J’ai du mal à signer cette pétition alors que j’en approuve l’essentiel du contenu et de la motivation.
J’aurais préféré lire « non, non et non à la désespérance de trop, trop d’agriculteurs », » nous avons un devoir ancestral et plus que jamais d’actualité, d’estime et de solidarité avec les agriculteurs », « nous avons tous besoin que les agriculteurs reçoivent toutes notre attention et actions bienveillantes » etc… d’autres slogans seraient à trouver certainement mais pas avec des mots dont le sens est dévalué et qui me paraissent contre- productif.
J’ai ainsi beaucoup de mal avec « suicide collectif » et « haine » notamment…
Merci cependant de tout ce qui vous ferez qui pourra être utile pour cette famille professionnelle dont je partage beaucoup de moments de vie.
N’est-il pas un peu tard ? et n’est-ce pas vain ?
La population des agriculteurs, quasiment tous « esclaves », ne représente déjà plus qu’un petit effectif.
De plus dans les 3 ans, 1/3 des agriculteurs restants partiront à la retraite !
Il n’y a pas de jeunes pour les remplacer !
Je vous laisse imaginer ce qui va se passer !
Un bénévole de Terre de liens.
Vous n’avez pas parlé des forêts qui sont décimées et leur biodiversité qui disparaît au profit de plantations de résineux où rien ne peut survivre ni animaux sauvages, ni oiseaux, ni insectes.

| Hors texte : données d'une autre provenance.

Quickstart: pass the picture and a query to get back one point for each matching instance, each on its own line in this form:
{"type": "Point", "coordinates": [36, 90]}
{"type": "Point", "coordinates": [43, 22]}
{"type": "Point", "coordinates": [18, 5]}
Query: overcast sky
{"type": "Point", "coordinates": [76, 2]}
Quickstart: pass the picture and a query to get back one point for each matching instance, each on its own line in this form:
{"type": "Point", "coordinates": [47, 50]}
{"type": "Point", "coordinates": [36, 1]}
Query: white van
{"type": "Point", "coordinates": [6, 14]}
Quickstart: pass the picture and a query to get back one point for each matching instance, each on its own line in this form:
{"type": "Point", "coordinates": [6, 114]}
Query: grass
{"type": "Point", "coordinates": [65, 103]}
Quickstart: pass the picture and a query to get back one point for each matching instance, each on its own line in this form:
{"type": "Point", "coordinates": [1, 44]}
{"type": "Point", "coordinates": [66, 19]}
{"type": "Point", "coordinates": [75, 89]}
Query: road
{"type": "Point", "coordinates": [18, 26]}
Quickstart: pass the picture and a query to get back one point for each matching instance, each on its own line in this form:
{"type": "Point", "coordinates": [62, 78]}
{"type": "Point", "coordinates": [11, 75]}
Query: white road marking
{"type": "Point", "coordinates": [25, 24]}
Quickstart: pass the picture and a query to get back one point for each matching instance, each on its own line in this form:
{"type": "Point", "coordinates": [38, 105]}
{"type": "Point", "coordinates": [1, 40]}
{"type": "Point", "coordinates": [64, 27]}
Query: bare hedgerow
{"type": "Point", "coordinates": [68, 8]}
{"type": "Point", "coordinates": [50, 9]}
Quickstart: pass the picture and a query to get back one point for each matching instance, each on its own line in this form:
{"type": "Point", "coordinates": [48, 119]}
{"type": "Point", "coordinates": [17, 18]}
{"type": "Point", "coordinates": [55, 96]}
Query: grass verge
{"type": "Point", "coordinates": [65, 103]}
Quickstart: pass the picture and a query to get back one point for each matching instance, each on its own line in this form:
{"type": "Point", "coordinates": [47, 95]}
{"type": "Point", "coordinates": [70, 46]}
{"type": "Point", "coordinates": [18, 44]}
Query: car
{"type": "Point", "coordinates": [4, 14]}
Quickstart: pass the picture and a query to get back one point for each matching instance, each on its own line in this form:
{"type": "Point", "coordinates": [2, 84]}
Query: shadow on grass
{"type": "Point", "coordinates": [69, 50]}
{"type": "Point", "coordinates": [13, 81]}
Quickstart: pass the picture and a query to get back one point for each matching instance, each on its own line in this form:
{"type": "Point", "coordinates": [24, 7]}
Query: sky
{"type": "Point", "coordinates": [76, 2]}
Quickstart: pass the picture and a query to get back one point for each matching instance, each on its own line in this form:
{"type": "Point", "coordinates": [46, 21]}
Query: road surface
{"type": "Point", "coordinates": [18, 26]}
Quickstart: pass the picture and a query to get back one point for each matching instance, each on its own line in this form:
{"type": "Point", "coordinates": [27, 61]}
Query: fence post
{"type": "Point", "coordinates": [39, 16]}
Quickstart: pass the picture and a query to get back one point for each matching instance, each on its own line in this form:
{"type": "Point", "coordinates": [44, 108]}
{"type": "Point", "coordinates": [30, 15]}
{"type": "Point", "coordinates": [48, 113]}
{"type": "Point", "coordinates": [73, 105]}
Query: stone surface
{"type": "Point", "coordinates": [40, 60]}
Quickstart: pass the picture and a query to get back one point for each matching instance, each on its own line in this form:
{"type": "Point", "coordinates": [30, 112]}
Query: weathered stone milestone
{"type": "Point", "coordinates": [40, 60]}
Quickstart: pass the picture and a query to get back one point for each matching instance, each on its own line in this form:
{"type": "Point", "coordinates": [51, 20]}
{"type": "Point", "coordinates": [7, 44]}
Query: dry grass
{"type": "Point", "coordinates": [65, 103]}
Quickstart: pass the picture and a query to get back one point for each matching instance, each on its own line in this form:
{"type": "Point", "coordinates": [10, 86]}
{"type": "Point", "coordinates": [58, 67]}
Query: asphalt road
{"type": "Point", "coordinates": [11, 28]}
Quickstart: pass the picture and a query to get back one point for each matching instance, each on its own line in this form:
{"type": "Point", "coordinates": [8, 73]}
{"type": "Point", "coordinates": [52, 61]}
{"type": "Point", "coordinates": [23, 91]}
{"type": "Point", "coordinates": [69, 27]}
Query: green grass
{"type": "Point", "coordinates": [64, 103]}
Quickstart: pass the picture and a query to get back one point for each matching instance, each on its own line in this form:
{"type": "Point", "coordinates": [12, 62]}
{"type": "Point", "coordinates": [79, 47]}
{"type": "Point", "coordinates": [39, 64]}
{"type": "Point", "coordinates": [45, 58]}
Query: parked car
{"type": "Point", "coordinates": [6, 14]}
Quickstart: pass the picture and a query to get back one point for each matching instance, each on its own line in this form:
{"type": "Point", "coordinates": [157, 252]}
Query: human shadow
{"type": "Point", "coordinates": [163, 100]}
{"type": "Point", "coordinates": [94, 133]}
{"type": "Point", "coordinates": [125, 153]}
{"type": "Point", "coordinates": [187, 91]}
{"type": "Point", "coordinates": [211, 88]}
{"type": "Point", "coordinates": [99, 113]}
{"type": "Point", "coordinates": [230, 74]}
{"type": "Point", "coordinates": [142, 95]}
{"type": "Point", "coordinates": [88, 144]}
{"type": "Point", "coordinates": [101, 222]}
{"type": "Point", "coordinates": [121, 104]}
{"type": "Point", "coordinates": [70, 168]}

Bonjour, j’ai signé, bien évidemment… Pourriez-vous dans ce même thème qu’est la protection de notre nature, évoquer les lignées régulières qui sont opérées quotidiennement dans le ciel ? J’observe, et d’un ciel bleu magnifique, nous passons à un ciel laiteux.. Après quadrillage du ciel. Voudrait-on nous priver de soleil ? Merci d’agir en ce sens.